Our Salmon & Roasted Vegetable Tray Bake is a protein-packed post-workout dinner you can basically just throw in the oven.
You can’t just cut out dinner and call it ‘intermittent fasting’. IF requires a structured approach and commitment. That’s where the numbers come in. In 5:2 mode, you eat your regular intake for five days of the week, then significantly restrict your caloric intake for two non-consecutive days. 16:8, also known as “Leangains”, is the mode getting the most attention from muscle builders. In 16:8, you do all your daily eating (your standard daily caloric intake) within an eight-hour window, then fast for the remaining 16 hours. The new kid on the block is the Fast 800, where for two weeks you restrict yourself to 800 calories per day and consume those calories within an 8-12 hour window, in pursuit of quick fat loss.

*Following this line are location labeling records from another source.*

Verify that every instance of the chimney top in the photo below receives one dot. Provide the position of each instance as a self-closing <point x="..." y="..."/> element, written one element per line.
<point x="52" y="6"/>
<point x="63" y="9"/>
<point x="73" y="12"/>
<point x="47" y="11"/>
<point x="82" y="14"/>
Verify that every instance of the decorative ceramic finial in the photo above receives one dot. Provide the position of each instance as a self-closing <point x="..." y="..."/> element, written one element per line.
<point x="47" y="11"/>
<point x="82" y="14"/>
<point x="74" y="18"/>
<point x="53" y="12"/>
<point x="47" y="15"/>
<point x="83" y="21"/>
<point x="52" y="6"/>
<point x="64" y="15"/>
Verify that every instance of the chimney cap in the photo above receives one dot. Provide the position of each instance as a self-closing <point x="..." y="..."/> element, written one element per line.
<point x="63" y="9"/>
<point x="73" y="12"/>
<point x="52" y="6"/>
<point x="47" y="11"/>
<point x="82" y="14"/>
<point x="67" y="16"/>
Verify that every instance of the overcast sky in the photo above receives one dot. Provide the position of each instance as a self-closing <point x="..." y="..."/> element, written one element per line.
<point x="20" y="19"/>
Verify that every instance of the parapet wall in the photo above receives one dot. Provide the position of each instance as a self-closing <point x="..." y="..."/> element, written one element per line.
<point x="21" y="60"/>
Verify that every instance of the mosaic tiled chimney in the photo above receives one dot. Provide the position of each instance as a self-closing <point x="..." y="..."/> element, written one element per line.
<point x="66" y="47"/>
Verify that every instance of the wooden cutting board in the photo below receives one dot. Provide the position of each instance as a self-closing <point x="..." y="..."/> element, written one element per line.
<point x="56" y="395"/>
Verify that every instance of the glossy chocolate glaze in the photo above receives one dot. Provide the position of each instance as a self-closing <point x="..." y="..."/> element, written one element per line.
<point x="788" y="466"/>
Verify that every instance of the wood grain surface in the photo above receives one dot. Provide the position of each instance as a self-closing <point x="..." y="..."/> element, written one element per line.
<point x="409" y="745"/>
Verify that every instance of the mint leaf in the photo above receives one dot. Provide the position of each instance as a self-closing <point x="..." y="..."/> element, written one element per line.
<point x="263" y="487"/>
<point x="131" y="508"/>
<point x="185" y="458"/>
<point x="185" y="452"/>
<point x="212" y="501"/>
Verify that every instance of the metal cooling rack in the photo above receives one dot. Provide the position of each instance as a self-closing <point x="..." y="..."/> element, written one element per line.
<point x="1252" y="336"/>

Think about your work/life schedule: can you time your training to capitalize on your eating window while working a full 9 to 5 at the office, squeeze in the post-workout protein you need to consolidate gains, and make time for dinner with your partner? That kind of precision is tough to maintain even when you’re not restricted to a small window of time.
“The key is finding the calorie intake that supports your fitness goals and eating in a way that suits your lifestyle,” Lisa says. “If you train best first thing in the morning, but you don’t eat your first meal until noon, you won’t be feeding yourself for optimal recovery. You could even lose muscle mass.”
IF will only be effective if you’re still eating the right foods. If you cram that window full of high-cal, high-fat, high-sugar junk food, you will bulk up... but with fat, not lean muscle mass.
“Not all calories are created equal,” Lisa says. “For muscle gain, quality of protein is key, and many overly processed foods lack the right type. Your typical take-out meal will also likely contain higher levels of fat, salt and sugar than are ideal for good health and body composition goals, and this can increase body fat levels.”
So, if you’re considering IF because you think the diet lets you double down on pizza while staying on track with fitness goals, think again. You’ll still need to eat the same healthy foods after all.